As reacções à apresentação do livro “História de Angola” são indicadoras do quanto as pessoas se encontram sedentas de conhecer as memórias nacionais, defende o autor.

“Se, ao fim destas quatro décadas – conforme pude verificar com os meus alunos universitários angolanos -, não conhecemos a nossa História, é porque há algo de grave, algo que foi deliberadamente silenciado”, nota Alberto Oliveira Pinto.

Em entrevista publicada na edição n.º423 do Novo Jornal, e aqui reeditada, o escritor e investigador insiste na urgência de o país investir em pesquisadores e não apenas em técnicos.

“Ao longo da última década, as universidades cresceram “como cogumelos”, passe a expressão, mas não vejo desenvolverem-se as Ciências Sociais e Humanas. Só vejo licenciaturas em Economia, Direito, Engenharias… As universidades estão transformadas em fábricas de técnicos. E não é essa a sua função, e sim a de laboratórios do conhecimento”.

Segundo o historiador, este défice de informação decorre da “prevalência de interesses exógenos”, consubstanciada na falta de vontade política.

“É o neocolonialismo, que anda sempre de mãos dadas com o obscurantismo e teme o conhecimento”, aponta Oliveira Pinto, destacando a necessidade de “desmontarmos os imaginários coloniais em vez de ignorá-los ou silenciá-los”.

O problema, considera o investigador, é que este caminho “tem interessado aos poderes políticos e económicos”.

Os poderes africanos não são culturalmente despóticos

Como resultado, assiste-se à perpetuação de percepções erradas de nós mesmos.

“Por exemplo, a ideia de que os poderes africanos são culturalmente despóticos não passa de uma invenção do colonialismo, que infelizmente está colada à nossa epiderme que nem uma matacanha”, lamenta o especialista, debruçando-se ainda sobre a denominada ‘poligamia cultural africana’.
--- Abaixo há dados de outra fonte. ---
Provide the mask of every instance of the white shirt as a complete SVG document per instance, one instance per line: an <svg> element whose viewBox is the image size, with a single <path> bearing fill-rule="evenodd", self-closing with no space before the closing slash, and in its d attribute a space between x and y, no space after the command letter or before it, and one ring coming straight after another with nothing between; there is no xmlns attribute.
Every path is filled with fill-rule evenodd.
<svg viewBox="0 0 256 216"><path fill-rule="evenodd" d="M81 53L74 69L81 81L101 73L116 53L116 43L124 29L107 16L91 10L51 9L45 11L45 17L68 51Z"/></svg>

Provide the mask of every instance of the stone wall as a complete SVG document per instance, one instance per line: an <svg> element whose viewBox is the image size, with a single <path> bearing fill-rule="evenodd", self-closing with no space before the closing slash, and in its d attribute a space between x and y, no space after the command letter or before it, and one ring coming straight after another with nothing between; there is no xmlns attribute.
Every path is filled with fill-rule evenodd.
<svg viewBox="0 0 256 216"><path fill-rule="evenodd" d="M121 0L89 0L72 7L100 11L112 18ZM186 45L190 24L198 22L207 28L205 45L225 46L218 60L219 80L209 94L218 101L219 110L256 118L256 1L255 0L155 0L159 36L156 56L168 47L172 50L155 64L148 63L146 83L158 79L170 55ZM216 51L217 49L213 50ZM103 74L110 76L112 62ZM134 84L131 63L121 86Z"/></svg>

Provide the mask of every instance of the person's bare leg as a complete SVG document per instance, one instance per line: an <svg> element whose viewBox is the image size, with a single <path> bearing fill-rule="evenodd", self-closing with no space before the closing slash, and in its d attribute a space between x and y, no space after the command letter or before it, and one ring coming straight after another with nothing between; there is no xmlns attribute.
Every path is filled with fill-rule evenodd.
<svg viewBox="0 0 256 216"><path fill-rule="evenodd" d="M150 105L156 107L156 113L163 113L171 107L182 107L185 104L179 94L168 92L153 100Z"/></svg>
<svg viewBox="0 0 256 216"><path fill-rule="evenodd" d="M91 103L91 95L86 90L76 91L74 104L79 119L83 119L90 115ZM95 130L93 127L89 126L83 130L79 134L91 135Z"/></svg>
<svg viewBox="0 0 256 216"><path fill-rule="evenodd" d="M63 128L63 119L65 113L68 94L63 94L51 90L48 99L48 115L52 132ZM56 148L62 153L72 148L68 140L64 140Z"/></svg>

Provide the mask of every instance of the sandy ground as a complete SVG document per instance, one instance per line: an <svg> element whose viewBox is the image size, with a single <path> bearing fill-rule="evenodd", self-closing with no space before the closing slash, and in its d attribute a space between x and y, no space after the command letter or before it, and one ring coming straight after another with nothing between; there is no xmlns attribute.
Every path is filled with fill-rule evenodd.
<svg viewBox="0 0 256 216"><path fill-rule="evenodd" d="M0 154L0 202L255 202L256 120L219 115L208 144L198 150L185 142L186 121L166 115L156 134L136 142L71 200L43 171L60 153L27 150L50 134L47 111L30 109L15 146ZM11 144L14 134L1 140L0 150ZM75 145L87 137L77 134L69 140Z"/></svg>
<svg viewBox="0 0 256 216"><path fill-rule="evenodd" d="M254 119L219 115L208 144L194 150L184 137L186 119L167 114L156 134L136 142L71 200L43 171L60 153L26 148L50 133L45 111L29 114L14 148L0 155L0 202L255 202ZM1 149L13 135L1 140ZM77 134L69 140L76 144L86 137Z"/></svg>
“Ninguém em Luanda, presentemente, é polígamo. Poligamia significa ter mais do que uma esposa – ou do que um marido – legalmente, sem necessidade de esconder o que quer que seja, sem necessidade de criar as chamadas “Luandas-2”. Mas lá vem o imaginário colonial! E o angolano comum acha que, pelo facto de ter uma amante, é polígamo! Nada mais falso!”.

Apesar dos “desencontros” de identidade, Oliveira Pinto partilha a convicção de que “nunca há “tempo perdido”. Apenas “há que recuperar a memória. Isso sim”.